5. In the Replace With dropdown list, enter the name of the machine that hosts Analysis Services.
6. Click Replace All.
7. Verify that one replacement occurred, and then click OK.
8. Close the Find and Replace window.
9. On the File menu, select Save All.
10. To close the Web.config file, on the File menu, select Close.
11. In Solution Explorer, right-click the ShoppingCart.aspx item, and then select View Code.
12. Press Control+G, then in the Go to Line window, enter 90, and then click OK.
13. In the code window, review the GetDataMiningSuggestions function and the associated
comments.
Note: It is not necessary to understand the details of this code. This code is responsible for
dynamically building a DMX statement similar to the one you created in the previous task.

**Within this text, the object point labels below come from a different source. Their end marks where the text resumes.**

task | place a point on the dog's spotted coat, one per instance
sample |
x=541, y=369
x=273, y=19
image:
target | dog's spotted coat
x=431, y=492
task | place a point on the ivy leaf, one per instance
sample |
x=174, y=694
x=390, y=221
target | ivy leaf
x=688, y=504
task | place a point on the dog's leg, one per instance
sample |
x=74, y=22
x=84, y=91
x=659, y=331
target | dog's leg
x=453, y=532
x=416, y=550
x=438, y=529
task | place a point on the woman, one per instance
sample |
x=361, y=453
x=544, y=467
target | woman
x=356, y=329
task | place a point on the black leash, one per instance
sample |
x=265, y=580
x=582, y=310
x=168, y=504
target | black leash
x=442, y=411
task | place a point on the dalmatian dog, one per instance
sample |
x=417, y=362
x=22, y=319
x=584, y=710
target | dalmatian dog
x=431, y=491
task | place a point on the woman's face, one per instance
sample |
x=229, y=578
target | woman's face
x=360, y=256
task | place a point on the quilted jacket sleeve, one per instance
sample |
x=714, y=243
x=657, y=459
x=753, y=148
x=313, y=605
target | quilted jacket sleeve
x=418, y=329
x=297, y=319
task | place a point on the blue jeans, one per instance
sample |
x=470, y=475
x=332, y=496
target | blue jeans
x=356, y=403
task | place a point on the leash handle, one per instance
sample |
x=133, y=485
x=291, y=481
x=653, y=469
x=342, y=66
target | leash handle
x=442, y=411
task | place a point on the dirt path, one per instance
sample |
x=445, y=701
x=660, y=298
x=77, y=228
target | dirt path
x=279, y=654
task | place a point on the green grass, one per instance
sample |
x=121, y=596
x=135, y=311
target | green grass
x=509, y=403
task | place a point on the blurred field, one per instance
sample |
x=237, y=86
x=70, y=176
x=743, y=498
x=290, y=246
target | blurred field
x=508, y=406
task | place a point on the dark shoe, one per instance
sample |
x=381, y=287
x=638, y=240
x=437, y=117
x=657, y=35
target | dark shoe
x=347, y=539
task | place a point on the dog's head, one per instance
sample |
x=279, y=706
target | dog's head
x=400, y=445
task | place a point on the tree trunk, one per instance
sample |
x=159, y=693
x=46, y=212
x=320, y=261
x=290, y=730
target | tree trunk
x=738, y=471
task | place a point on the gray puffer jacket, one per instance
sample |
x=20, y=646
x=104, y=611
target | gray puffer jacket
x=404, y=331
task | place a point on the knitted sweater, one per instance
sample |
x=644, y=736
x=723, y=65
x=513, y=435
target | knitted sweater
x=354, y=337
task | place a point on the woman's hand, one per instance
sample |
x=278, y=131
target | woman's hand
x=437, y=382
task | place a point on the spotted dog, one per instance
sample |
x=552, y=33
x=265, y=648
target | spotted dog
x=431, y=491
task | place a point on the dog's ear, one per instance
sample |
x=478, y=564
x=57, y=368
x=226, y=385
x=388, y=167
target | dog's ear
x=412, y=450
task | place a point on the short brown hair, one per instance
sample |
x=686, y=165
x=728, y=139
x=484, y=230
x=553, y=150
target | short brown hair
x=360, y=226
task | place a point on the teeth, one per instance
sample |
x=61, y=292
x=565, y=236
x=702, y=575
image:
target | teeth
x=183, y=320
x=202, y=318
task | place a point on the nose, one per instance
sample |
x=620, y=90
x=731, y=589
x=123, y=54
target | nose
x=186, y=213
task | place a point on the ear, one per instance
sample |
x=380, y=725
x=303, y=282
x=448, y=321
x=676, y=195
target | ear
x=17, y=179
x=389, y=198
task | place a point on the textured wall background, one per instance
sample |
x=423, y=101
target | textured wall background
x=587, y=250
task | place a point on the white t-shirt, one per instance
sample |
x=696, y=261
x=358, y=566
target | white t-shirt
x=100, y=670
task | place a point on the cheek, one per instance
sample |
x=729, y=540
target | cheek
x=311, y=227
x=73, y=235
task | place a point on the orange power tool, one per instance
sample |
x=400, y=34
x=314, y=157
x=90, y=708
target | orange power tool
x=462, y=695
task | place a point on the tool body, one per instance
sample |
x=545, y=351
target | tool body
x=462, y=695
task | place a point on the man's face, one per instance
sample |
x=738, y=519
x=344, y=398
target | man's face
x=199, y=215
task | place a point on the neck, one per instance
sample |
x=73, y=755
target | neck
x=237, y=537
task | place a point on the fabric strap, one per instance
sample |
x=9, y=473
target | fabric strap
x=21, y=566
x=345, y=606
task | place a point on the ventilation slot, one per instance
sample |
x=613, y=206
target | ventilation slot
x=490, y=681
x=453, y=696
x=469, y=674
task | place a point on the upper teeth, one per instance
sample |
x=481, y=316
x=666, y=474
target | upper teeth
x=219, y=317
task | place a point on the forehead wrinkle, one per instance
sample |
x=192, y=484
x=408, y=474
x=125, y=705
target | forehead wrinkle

14. Press Control+G, then in the Go to Line window, enter 67, and then click OK.
15. Replace this line with the following line.
Visual Basic
dr = GetDataMiningSuggestions()
Note: This modification will retrieve suggested models predicted by the BasketAnalysis_AR
data mining model.
16. On the File menu, click Save All.
Task 11 – Browsing the Enhanced Adventure Works Online Shopping Application
In this task, you will browse the enhanced AWOnlineShopping Web application.
1. On the Debug menu, select Start Without Debugging.
2. When the Internet Explorer window opens, if necessary, maximize the window.
3. On the menu, select Shopping Cart.
4. On the Shopping Cart page, notice that the three suggestions have changed according to
associations with the items added to the shopping cart.
5. Click the Display Database Command label, and then review the database command.
6. From the suggestions list, click the HL Mountain Tire link.
7. On the Catalog by Model page, click the HL Mountain Tire link.
8. On the Product Details page, click Add to Shopping Cart.
9. On the Shopping Cart page, notice that the three suggestions have been revised.
10. Click the Display Database Command label, and then review the database command.
Task 12 – Finishing Up
In this task, you will finish up by closing all applications.
1. Close the Internet Explorer window.
2. In Visual Studio, on the File menu, select Exit.
3. In SQL Server Business Intelligence Development Studio, on the File menu, select Exit.
Summary
In this lab, you have created a data mining model that uses the Microsoft Association Rules algorithm to
identify patterns about models commonly purchased together. The patterns discovered by the data
mining model were used to enhance the customer experience while shopping online.